Community outreach in Rapa Nui shaped the questions the project tackled, says Malaspinas, such as trying to settle the relationship between ancient and present-day Rapanui. There was also a strong interest in repatriating the remains, something the researchers hope will eventually happen.
After settling Rapa Nui by around ad 1200, ancient Polynesian people developed a flourishing culture famous for its hundreds of colossal stone statues, called moai.
When Europeans first reached the island in 1722, they estimated that it had a population of between 1,500 and 3,000 people and found a landscape denuded of the palm-tree forests that would have once covered the island. By the late nineteenth century, the Indigenous population, called the Rapanui, had dwindled to 110 people, owing to a smallpox outbreak and the kidnap of one-third of the inhabitants by Peruvian slave traders.
The theory that a pre-contact population of over 15,000 plundered the island’s resources, as well as large estimates for the population, is being challenged by researchers.
Anna-Sapfo Malaspinas, a population geneticist at the University of Lausanne, Switzerland, and Víctor Moreno-Mayar, an evolutionary geneticist at the University of Copenhagen, were hopeful that ancient Rapanui DNA could address the ecocide theory, as well as another lingering question: when ancient islanders mixed with Native Americans.
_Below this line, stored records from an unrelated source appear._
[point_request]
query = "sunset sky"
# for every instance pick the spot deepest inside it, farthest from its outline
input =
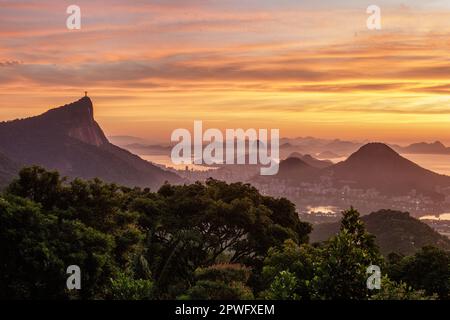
(309, 68)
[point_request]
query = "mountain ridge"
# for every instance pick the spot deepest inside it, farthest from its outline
(68, 139)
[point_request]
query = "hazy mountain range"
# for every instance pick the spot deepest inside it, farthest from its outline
(69, 140)
(374, 166)
(318, 148)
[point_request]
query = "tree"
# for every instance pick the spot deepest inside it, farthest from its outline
(291, 261)
(125, 287)
(341, 272)
(391, 290)
(428, 269)
(220, 282)
(283, 287)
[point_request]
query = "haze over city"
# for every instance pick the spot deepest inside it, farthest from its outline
(310, 69)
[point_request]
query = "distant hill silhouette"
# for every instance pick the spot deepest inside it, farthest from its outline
(436, 147)
(395, 232)
(373, 166)
(8, 169)
(293, 171)
(313, 162)
(70, 140)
Information about how a population has changed over time can be found in the ancient and modern genomes. When there’s a small population, segments of the genes shared between people tend to be longer and more plentiful than when there’s a lot.
It’s not easy to translate these trajectory into actual population numbers, but further modelling suggests that the genetic data aren’t consistent with a drop of up to 3000 people before the eighteenth century. “There’s no strong collapse,” says Malaspinas. We are quite confident that it didn’t happen.
According to Keolu Fox, a genome scientist at the University of California, San Diego, the finding that Rapanui reached the Americas will come as no surprise to Polynesian people. He says they are confirmation of something they already knew. “Do you think that a community that found things like Hawaii or Tahiti would miss a whole continent?”
The researchers received the same reaction when they presented their initial findings. Malaspinas recalls being told that ‘of course we went to the Americas’. She, Moreno- Mayar, and other colleagues went to the island often to talk to officials and residents.
Nägele, who works in Polynesia, thinks the researchers did a good job of engaging with people in Rapa Nui. She believes that scientists have a stronger role in returning Indigenous remains to their place of origin.